Biodiesel is defined as the mono-alkyl ester product derived from lipid feedstock like SVO or animal fats. The chemical structure is distinctly different from petroleum diesel, and as a result biodiesel has somewhat different physical and chemical properties from petroleum diesel.

Biodiesel is normally produced by reacting triglycerides (long-chain fatty acids contained in the lipids) with an alcohol in a base-catalyzed reaction. Methanol, ethanol, or even longer chain alcohols may be used as the alcohol, although lower-cost methanol is typically preferred. The primary products of the reaction are the alkyl
ester (e.g., methyl ester if methanol is used) and glycerol. The key advantage over straight vegetable oil (SVO) is that the viscosity is greatly reduced, albeit at the cost of additional processing and a glycerol byproduct.

An EPA study published in 2002 showed that the impact of biodiesel on exhaust emissions was generally favorable. Compared to petroleum diesel, a pure blend of biodiesel was estimated to increase the emission of NOx by 10%, but reduce emissions of carbon monoxide and particulate matter by almost 50%. Hydrocarbon emissions from biodiesel
were reduced by almost 70% relative to petroleum diesel.

Biodiesel does have characteristics that make it problematic in cold weather conditions. The cloud and pour points of biodiesel can be 20° C or higher than for petroleum diesel. This is a disadvantage for the usage of biodiesel in cold climates, and limits the blending percentage with petroleum diesel in cold weather.

Green Diesel

Another form of renewable diesel is ‘green diesel.’ Green diesel is chemically the same as petroleum diesel, but it is made from recently living biomass. Unlike biodiesel, green diesel is composed of long-chain hydrocarbons, and can be mixed with petroleum diesel in any proportion for use as transportation fuel. Green diesel technology is frequently referred to as second-generation renewable diesel technology.

There are two methods of making green diesel. One is to hydroprocess vegetable oil or animal fats. Hydroprocessing has long been used in the petroleum industry to ‘crack’, or convert very large organic molecules into smaller organic molecules, ranging from those suitable for liquid petroleum gas (LPG) applications through those suitable for use as
distillate fuels. In addition to producing a petroleum diesel equivalent, the by-product of hydroprocessing is propane instead of glycerol.

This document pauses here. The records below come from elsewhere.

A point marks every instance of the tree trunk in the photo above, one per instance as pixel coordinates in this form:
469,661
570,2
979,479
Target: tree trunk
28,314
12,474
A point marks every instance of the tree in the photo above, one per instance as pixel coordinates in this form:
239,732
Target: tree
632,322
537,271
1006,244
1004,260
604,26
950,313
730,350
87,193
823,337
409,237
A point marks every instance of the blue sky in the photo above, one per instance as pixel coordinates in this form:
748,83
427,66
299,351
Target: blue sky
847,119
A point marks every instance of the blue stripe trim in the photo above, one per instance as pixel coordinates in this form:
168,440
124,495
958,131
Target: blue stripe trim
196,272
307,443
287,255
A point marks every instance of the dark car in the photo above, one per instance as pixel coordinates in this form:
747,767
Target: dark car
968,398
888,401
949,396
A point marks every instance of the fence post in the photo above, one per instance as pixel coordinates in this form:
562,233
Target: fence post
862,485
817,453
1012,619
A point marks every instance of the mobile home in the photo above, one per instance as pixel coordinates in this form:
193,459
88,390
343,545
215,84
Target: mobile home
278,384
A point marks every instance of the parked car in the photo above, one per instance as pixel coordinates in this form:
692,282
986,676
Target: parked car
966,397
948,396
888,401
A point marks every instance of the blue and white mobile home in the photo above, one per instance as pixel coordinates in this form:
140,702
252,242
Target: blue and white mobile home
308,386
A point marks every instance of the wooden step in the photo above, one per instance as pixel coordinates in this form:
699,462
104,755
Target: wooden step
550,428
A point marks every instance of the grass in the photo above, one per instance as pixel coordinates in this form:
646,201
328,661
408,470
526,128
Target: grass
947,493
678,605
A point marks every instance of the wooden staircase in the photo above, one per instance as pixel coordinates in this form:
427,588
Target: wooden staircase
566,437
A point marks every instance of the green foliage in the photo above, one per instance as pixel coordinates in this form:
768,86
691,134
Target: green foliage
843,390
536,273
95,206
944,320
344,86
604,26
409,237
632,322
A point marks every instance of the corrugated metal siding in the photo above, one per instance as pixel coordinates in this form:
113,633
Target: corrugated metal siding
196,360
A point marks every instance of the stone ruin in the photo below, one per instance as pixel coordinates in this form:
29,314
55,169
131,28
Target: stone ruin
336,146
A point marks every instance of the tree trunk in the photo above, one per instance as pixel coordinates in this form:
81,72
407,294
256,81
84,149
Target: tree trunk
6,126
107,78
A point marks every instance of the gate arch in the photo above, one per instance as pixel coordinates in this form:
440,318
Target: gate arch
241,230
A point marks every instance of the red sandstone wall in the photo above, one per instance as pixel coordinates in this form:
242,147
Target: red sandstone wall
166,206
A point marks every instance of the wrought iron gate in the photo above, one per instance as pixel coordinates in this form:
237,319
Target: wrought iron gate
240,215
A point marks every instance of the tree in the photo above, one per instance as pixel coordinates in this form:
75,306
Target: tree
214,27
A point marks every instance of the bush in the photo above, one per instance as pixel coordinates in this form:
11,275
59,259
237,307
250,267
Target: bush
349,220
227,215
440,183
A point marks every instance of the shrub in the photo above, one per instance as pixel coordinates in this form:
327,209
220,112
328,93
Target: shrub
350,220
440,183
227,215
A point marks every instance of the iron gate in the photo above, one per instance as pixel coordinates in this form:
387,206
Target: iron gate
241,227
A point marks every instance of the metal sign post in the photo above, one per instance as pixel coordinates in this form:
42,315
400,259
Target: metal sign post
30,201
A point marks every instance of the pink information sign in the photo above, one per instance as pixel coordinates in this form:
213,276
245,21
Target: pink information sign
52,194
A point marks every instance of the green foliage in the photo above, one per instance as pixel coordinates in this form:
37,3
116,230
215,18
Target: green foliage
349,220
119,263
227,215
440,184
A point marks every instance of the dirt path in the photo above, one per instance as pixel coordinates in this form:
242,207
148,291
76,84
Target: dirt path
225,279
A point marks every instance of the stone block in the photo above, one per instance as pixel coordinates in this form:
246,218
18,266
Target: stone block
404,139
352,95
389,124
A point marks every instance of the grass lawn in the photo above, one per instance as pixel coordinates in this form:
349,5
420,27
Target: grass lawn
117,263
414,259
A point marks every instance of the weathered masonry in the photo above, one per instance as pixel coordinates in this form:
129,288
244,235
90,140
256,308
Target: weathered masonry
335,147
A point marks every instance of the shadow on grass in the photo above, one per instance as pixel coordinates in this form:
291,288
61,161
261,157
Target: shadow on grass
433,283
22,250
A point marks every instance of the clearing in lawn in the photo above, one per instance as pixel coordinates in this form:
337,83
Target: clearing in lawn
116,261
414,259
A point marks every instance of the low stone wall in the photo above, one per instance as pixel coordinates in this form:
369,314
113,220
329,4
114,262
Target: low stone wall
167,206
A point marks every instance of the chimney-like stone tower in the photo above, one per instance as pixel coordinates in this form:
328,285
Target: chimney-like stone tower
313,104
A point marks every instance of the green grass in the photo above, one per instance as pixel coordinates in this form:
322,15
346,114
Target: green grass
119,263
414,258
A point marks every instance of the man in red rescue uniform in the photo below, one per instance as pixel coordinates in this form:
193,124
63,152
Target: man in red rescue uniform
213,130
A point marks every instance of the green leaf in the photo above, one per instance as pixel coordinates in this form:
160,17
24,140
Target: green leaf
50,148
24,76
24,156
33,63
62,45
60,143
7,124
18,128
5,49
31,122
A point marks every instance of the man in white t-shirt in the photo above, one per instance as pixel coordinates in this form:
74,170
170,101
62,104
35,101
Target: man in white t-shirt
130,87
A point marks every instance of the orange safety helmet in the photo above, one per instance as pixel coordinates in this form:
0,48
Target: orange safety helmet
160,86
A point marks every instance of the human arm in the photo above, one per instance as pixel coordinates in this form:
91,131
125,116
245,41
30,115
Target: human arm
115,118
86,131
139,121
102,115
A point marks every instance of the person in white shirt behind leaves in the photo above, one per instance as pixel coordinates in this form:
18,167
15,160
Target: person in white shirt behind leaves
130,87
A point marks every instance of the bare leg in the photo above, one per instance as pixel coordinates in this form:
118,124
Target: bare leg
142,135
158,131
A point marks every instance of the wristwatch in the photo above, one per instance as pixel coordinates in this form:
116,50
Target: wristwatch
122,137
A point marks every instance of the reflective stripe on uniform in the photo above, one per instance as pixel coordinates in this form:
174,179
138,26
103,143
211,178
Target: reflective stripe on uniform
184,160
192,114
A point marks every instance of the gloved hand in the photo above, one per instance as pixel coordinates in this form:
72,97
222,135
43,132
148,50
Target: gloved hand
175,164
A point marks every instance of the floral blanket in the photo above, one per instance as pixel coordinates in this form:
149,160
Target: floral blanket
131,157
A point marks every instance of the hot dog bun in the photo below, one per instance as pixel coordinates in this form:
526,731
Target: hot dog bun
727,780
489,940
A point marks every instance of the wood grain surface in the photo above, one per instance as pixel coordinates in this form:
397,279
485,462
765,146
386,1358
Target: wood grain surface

The second method of making green diesel involves partially combusting (gasifying) a biomass source to produce carbon monoxide and hydrogen – syngas – and then utilizing the Fischer-Tropsch reaction to produce complex hydrocarbons. This process is commonly called the biomass-to-liquids, or BTL process. Renewable diesel produced via BTL technology has one substantial advantage over biodiesel and hydrocracking technologies: Any source of biomass may be converted via BTL. Biodiesel and hydrocracking processes are limited to lipids. This restricts their application to a feedstock that is very small in the context of the world’s available biomass.